Say, you store the value 2020-02-20 09:11:43 +01:00. A client with a sessiontimezone of Europe/Amsterdam in the winter will retrieve this exact value whether or not they retrieve it from an Amsterdam, Sydney or New York database. Another client with a session time zone that is set to America/New_York, however, will get the value 2020-02-20 03:11:43 -05:00.

So: LOCAL means it adjusts the retrieved value to your session time zone.

ALTER SESSION SET time_zone = 'Europe/Moscow';  -- offset +03:00

SELECT to_char("ttz", 'yyyy-MM-dd HH24:MI:SS')
FROM (-- timestamp with local, New York time zone
      SELECT CAST(
              to_timestamp_tz('2020-02-20 09:11:43 -05:00',
                              'yyyy-MM-dd HH24:MI:SS TZH:TZM')
              AS TIMESTAMP WITH LOCAL TIME ZONE) AS "ttz"
      FROM dual);
-- 2020-02-20 17:11:43

See also this tutorial.

TIMESTAMP WITH TIME ZONE

This data type stores the time zone together with the datetime and displays it independently from the session time zone of the client.

If we store a value 2020-02-20 09:11:43 +01:00 in Amsterdam and copy this to a database in New York, this is the value that is returned to clients in both Amsterdam and New York regardless of their session time zone.

Conclusion

DATEs and plain TIMESTAMPs don’t store a time zone and queries will always return the exact same value that was inserted regardless of dbtimezone or sessiontimezone. This makes them safe choices if you somehow don’t care about time zones.

TIMESTAMP WITH LOCAL TIME ZONE and TIMESTAMP WITH TIME ZONE do store time zones. A TIMESTAMP WITH LOCAL TIME ZONE will be represented differently depending on your session time zone. A TIMESTAMP WITH TIME ZONE will not be represented differently; it will just include an offset.

You might now always want to use TIMESTAMP WITH TIME ZONE, but apparently, they have problems of their own.

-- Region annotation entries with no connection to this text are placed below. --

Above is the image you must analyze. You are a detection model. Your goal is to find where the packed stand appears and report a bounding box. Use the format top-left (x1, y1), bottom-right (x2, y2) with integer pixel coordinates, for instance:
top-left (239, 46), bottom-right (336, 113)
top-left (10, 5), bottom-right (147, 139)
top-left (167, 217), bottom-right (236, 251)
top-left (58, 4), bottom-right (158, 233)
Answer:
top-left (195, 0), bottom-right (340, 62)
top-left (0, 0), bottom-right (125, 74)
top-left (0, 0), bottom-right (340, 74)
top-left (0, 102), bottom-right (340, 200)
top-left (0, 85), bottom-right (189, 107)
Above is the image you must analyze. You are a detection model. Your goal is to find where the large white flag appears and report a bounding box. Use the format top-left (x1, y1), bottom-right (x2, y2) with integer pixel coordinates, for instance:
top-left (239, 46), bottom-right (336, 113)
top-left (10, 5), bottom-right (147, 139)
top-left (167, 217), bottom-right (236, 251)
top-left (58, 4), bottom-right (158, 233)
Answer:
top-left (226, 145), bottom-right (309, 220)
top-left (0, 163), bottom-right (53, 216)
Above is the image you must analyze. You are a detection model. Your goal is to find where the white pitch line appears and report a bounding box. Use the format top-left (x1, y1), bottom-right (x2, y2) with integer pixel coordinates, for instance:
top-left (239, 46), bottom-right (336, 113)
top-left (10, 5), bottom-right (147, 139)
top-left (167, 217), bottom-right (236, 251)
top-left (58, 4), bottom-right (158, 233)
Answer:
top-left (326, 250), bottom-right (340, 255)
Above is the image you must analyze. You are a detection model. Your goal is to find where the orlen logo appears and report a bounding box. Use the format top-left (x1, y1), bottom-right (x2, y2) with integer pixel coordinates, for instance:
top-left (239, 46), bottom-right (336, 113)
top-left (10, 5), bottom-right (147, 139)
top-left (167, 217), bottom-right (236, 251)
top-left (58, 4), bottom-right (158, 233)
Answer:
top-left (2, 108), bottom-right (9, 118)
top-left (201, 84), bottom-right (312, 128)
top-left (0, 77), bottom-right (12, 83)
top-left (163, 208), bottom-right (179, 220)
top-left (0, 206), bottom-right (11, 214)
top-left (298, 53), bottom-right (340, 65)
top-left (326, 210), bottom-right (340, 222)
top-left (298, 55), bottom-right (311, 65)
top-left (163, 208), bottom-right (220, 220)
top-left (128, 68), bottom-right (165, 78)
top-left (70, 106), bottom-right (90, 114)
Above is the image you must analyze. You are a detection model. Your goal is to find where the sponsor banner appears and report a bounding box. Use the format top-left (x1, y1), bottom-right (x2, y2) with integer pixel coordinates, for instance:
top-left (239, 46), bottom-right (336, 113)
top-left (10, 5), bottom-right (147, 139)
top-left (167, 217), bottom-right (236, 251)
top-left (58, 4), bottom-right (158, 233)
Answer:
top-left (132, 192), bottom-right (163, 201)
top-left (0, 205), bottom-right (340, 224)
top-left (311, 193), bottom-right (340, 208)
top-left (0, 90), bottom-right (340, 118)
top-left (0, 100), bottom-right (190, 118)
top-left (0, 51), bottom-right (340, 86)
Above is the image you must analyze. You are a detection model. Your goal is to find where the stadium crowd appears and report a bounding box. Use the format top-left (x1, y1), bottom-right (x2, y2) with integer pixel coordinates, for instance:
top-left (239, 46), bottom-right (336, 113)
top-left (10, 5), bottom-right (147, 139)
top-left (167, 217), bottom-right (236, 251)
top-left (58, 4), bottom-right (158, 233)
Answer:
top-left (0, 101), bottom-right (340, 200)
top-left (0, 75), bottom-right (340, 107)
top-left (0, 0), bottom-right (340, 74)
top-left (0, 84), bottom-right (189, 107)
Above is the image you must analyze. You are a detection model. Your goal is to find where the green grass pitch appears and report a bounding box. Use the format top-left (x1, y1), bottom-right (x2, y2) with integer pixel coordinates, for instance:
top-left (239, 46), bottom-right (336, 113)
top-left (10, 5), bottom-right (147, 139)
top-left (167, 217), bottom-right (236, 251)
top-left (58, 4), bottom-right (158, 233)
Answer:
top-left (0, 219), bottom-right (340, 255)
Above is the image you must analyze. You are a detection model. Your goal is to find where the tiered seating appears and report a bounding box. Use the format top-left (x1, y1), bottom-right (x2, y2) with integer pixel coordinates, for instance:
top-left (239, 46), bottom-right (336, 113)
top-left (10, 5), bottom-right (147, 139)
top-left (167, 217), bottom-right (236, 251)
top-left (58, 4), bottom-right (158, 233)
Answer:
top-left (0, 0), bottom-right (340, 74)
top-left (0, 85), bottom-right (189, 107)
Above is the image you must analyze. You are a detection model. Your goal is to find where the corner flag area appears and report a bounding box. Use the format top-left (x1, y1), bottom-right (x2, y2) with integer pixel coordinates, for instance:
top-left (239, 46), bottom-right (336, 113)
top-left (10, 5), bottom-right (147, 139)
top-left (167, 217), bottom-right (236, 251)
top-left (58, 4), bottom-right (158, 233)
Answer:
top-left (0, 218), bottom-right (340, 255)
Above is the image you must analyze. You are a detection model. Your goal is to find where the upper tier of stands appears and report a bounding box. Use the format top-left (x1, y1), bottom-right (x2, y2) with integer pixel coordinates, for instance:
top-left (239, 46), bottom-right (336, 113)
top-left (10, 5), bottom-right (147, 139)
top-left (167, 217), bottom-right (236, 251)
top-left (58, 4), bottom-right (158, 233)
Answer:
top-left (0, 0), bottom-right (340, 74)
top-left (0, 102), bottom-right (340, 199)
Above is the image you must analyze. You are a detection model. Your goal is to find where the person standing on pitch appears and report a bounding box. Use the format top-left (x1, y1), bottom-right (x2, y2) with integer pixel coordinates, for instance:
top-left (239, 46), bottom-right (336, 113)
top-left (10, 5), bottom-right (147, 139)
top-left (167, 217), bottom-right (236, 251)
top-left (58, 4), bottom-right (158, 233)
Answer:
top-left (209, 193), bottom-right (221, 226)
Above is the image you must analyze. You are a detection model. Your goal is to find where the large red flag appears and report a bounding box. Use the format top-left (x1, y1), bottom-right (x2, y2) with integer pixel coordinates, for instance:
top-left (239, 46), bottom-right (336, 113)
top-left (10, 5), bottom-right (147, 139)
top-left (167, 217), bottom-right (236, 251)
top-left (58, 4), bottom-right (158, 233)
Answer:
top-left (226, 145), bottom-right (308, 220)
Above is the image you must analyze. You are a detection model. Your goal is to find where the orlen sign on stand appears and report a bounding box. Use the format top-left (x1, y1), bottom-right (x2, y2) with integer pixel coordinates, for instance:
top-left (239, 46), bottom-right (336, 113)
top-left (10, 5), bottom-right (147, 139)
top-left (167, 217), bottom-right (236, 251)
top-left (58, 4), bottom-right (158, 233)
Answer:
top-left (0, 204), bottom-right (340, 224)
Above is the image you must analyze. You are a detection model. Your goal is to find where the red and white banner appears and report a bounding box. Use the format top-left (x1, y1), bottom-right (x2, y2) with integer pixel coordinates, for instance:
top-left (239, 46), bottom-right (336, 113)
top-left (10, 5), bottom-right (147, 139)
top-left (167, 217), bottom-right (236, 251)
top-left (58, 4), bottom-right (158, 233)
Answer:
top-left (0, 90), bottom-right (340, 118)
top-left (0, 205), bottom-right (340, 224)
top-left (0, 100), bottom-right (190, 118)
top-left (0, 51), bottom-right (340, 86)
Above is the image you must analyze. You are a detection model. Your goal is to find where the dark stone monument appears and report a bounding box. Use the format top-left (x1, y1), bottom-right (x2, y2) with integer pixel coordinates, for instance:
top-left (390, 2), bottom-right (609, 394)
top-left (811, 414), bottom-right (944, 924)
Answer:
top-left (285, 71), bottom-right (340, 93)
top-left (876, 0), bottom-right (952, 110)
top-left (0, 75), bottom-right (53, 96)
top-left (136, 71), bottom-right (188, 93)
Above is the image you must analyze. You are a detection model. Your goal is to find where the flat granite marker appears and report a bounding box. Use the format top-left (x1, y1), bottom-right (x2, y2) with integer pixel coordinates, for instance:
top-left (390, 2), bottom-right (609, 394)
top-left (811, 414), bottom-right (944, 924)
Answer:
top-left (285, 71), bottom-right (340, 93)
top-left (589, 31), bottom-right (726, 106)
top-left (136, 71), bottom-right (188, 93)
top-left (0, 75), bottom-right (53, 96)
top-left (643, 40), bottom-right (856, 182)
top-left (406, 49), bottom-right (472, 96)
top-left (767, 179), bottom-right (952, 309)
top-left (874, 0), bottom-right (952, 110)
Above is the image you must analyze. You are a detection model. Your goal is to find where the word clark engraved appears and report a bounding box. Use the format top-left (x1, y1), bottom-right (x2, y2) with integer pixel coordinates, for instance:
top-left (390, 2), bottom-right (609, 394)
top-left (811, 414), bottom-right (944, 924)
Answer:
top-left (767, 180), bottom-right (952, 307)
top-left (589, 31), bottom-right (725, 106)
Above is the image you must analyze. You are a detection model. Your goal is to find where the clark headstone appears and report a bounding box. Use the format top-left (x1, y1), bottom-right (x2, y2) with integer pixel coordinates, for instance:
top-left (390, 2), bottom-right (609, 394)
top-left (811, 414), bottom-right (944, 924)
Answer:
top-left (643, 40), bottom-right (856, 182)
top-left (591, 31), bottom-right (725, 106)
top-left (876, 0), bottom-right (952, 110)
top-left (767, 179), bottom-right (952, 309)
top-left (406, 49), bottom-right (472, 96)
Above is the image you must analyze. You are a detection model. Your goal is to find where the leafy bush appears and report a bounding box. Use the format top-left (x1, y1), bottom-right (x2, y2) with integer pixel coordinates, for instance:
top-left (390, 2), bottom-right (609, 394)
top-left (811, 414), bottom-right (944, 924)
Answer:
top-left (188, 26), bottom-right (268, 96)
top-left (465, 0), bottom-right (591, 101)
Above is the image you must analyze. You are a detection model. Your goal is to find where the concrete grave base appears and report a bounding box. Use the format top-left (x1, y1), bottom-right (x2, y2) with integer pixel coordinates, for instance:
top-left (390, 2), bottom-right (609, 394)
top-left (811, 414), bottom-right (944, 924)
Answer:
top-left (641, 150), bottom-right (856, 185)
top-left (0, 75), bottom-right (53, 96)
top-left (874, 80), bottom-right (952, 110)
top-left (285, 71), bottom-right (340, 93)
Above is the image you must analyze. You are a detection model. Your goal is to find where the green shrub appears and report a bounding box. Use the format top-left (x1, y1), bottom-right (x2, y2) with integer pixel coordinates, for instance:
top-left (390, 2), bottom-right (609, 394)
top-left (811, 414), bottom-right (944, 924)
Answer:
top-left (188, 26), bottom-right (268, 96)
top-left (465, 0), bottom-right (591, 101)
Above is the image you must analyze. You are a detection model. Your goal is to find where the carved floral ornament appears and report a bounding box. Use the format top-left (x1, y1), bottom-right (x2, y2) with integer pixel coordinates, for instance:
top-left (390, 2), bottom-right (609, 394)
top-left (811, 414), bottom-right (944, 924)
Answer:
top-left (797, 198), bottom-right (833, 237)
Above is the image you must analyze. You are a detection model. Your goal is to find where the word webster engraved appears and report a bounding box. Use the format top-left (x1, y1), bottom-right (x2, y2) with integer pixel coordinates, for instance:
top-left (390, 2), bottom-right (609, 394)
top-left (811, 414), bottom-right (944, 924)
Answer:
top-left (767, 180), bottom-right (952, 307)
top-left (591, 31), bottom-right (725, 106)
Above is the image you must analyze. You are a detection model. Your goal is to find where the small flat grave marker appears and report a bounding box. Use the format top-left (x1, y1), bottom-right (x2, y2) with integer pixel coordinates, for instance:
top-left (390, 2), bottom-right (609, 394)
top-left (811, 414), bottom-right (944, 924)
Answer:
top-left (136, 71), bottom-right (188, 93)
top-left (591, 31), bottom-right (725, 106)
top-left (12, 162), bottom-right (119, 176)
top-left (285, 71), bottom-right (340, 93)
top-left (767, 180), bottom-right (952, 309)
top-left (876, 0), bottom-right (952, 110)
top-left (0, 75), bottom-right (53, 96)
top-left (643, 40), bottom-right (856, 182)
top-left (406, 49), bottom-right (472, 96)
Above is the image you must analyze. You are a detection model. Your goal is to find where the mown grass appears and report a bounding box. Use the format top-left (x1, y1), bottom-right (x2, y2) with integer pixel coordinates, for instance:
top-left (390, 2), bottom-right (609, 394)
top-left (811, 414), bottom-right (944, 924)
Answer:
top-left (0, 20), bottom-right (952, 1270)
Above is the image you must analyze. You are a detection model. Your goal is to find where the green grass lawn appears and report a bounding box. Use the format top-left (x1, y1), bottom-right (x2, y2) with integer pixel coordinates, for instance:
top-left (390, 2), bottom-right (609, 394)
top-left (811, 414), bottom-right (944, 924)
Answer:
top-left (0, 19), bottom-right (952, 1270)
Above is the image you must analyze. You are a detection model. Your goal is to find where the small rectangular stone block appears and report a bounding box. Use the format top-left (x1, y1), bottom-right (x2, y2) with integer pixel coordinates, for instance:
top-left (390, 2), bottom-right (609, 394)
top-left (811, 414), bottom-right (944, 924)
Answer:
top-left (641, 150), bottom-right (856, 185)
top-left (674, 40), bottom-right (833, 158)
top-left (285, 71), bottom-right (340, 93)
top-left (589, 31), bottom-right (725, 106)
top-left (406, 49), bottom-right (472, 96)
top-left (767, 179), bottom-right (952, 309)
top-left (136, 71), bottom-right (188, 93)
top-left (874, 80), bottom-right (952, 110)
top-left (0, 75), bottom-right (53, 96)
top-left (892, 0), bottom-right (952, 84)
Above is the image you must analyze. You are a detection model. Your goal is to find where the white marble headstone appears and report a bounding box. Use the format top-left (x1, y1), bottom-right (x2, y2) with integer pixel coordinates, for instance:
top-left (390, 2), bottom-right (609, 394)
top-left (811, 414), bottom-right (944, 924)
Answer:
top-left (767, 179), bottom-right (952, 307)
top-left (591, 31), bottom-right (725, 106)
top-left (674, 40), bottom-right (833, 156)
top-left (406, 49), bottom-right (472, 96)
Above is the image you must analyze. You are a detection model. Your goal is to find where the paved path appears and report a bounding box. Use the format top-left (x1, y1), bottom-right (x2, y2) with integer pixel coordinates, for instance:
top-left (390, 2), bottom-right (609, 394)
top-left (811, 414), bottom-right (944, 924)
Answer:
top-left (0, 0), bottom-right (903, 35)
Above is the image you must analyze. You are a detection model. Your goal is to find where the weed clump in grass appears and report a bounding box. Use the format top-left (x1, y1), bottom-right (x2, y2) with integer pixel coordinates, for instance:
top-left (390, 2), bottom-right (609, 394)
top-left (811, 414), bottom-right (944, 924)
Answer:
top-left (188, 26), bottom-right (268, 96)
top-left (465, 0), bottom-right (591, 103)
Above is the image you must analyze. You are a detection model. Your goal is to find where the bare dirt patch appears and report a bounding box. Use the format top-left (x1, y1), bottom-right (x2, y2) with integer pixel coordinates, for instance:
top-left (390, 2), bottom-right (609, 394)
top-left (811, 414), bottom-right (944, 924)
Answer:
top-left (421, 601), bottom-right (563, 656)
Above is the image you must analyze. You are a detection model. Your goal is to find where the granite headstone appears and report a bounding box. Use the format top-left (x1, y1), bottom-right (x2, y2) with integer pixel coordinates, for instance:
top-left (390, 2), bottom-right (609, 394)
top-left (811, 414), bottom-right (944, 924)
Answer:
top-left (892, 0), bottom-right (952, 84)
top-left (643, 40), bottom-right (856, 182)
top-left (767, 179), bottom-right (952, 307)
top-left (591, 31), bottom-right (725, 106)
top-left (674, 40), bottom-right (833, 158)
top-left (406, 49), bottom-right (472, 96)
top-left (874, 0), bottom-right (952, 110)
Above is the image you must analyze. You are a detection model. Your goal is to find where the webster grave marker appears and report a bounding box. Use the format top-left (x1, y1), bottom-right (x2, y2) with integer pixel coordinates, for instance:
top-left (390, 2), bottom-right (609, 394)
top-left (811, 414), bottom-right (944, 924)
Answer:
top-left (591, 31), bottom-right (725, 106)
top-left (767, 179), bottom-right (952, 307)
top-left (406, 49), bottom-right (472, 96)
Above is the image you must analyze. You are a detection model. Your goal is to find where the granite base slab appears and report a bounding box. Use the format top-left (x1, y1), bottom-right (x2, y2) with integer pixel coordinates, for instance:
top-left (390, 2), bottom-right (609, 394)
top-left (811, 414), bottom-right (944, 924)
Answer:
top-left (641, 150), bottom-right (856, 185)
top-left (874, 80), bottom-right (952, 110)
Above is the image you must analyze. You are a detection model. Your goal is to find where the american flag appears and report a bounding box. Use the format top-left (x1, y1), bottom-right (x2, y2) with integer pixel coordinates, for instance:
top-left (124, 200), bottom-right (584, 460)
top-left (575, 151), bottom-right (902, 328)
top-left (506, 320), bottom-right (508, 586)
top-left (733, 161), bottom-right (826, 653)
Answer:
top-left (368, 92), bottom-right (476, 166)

Falling back to DATEs, however, is problematic because of Daylight Saving Time (DST) in the fall. When you store the current datetime in the fall, and you go through the dance of setting all clocks back from 3:00 to 2:00, you have no way of knowing at what exact point in time the row was inserted. This is bad if you rely on this for anything crucial, such as forensics (“so the hacker copied the entire database at 2:30, but was that before or after we reset our clocks?”).

Using Oracle DATEs in Java

As for me, having to deal with DATEs without an explicit time zone, this means that the application inserting/retrieving these datetimes will need to decide how to interpret them. In my Java application, I will map them to java.time.LocalDateTime, add a time zone and convert them to java.time.Instants:

Instant defTimeInstant = user.getDefTime()
        .atZone(ZoneId.of("Europe/Moscow"))
        .toInstant();

user.getDefTime() returns a LocalDateTime indicating when the user was created. We can give a LocalDateTime a time zone by invoking atZone(ZoneId) on it, returing a ZonedDateTime. Once we have converted the datetime to an actual point on the timeline (no longer being some kind of abstract datetime without a timezone), we can convert it to an Instant by invoking toInstant() on the ZonedDateTime.

Sources

Oracle documentation on datetime data types.